I did that in every arena of my life.  Even while playing the piano.  If a soloist or instrumentalist screwed up, I assumed it was my error that created the mistake.  I did it in much larger ways too - accepting full responsibility for problems at work, apologizing for disagreements with friends, feeling like a failure when my boys were  naughty...

Hmmm.

At least that used to be me. 

I'm glad I'm learning a different way to live.  I particularly enjoy my rather spectacular failures.  And I'm thankful when I fail, Joe is there to grin and hug me and say, "Try again."  My boys are good at that too.

My notebooks were always a good place to vent too.  I made a list of "Snotty Little Bitch Persons" one day.  There's only one person on the list, and, boy, did she deserve to be on that list.  The one underneath is a list of My Favorite People in the Entire World.  There are more people on that list, some of whom are no longer my favorites.  Top honors that day went to a guy named Jim from the IRS.  How ironic. 
Come to think of it, I should probably resume my notebook habit.  There are so many benefits.  And didn't Flannery's notebooks get published?  Julia Child's?  Galileo's? 

:)

Wednesday, March 23, 2011

Writing...

I've been keeping a journal. No time to blog since my main source of Internet connect is now via my non-gs iPad. It's good to write words no matter what medium. I hope by the time this post is in printed form that I've converted the written entries to the blog, but I guess it doesn't really matter. Writing is therapeutic and as long as I'm in write-mode, who cares how it's written?

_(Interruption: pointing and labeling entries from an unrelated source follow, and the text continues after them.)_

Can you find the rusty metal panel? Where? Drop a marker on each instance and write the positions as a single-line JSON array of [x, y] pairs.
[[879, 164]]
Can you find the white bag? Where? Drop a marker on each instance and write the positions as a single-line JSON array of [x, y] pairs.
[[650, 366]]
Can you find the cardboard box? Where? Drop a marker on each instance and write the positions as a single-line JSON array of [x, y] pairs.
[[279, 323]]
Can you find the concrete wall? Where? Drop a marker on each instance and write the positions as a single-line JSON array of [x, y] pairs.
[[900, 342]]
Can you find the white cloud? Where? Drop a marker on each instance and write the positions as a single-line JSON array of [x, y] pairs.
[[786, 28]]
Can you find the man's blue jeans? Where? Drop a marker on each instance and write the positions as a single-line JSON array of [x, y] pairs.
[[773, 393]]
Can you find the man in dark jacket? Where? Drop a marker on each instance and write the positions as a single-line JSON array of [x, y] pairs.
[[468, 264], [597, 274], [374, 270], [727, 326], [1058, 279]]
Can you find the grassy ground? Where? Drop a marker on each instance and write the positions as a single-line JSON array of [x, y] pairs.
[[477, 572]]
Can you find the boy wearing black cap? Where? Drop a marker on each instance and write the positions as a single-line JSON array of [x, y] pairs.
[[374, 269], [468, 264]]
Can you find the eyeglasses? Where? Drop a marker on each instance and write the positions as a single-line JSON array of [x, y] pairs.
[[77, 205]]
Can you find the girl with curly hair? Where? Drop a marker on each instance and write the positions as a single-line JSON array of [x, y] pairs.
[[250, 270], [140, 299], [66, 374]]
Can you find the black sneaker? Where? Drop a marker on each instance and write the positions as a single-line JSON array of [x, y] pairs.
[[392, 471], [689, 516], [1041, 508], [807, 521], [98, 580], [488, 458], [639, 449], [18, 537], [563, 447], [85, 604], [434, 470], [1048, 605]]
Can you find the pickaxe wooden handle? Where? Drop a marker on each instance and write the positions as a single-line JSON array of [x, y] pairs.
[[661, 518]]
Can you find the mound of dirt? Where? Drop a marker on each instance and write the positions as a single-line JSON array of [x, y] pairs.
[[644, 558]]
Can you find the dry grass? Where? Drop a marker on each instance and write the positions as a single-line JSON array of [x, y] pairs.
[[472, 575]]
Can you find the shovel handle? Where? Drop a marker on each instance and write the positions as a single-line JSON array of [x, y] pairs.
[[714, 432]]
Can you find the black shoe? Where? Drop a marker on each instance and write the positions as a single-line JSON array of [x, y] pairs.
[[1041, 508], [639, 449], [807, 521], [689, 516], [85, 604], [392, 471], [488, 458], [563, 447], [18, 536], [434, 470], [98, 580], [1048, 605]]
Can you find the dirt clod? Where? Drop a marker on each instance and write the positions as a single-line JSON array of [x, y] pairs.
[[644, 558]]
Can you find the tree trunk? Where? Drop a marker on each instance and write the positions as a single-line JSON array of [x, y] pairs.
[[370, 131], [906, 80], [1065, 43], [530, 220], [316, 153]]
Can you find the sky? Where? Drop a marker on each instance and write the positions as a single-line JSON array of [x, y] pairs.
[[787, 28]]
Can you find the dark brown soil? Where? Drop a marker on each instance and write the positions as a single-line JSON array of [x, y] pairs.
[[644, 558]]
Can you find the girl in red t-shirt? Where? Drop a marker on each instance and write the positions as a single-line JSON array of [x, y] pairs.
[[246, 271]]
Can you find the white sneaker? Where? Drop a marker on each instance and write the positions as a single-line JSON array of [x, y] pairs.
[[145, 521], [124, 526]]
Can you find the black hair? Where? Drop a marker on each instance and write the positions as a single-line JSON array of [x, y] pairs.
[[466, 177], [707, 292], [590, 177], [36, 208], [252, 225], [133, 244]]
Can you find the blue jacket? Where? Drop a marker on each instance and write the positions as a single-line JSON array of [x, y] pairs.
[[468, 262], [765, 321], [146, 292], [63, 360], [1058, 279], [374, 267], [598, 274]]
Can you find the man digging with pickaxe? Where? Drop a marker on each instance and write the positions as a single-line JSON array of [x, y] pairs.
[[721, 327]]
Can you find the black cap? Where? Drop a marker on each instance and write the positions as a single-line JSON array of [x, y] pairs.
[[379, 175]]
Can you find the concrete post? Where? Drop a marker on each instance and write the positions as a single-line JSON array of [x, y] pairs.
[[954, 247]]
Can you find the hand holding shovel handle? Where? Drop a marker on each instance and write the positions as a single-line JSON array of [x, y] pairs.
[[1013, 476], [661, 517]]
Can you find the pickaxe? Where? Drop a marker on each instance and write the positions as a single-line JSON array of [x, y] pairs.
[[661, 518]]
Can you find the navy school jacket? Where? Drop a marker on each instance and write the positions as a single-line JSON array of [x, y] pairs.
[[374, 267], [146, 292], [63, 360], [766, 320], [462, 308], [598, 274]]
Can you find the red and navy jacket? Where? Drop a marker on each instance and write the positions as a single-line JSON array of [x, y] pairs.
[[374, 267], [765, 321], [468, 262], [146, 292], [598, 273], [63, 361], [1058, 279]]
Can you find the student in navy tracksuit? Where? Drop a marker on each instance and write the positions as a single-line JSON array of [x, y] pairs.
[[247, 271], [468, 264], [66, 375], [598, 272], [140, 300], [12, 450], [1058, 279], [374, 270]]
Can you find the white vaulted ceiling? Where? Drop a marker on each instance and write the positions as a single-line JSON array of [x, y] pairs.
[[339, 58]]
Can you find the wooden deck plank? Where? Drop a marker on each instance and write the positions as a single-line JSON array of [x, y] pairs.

I'm focused this week on pet peeves.  I have a small list. There's not a lot I can do to eliminate them, but it feels good to state them. Here goes.

I am sick (SICK SICK SICK) of nice people. Nice is for the shit heap. Nice is never, ever authentic. It's false. I once had a friend who was nice. Once real life confronted her - and our relationship - well, think of that song with the lyrics "I see your true colors shining..." and stop there. She can't even offer thanks when a courtesy has been extended. And yet she's lauded with the constant refrain of "nice."  A nice side effect of the end of that relationship is that I have been able to curtail the gossip infecting my life; still, the entire situation makes me feel like puking.

I am also tired of bad parents justifying their ineptitude with all manner of mumbo jumbo. Kids get in all sorts of messes caused by all sorts of situations. There are situations were a parent is not at fault because of circumstances beyond his or her control. However, there are many, many cases when poor parenting creates problems for kids. I'm guilty of my own. So are most of us. There are VERY few circumstances affecting a child that parental love and stability cannot cure. I believe that with my entire being and it's the one solid thing that has kept me committed to my marriage through the most difficult of times.

I have other random pet peeves.  Eighties hair.  Self-photos with cellcams.  Long toenails.  Most of them I can live with. 

But I am completely and totally disheartened by people who fail to live the Gospel with their children. I'm absolutely certain we haven't been perfect parents, but we try to share the Gospel and we talk about what's right and our own failures, and we apologize for them. And this week Joe found a slip of paper tucked in front of Jakob's driver license that reads, "turn away from sin and be faithful to the Gospel."

Somehow, that piece of paper makes the rest fade into the background.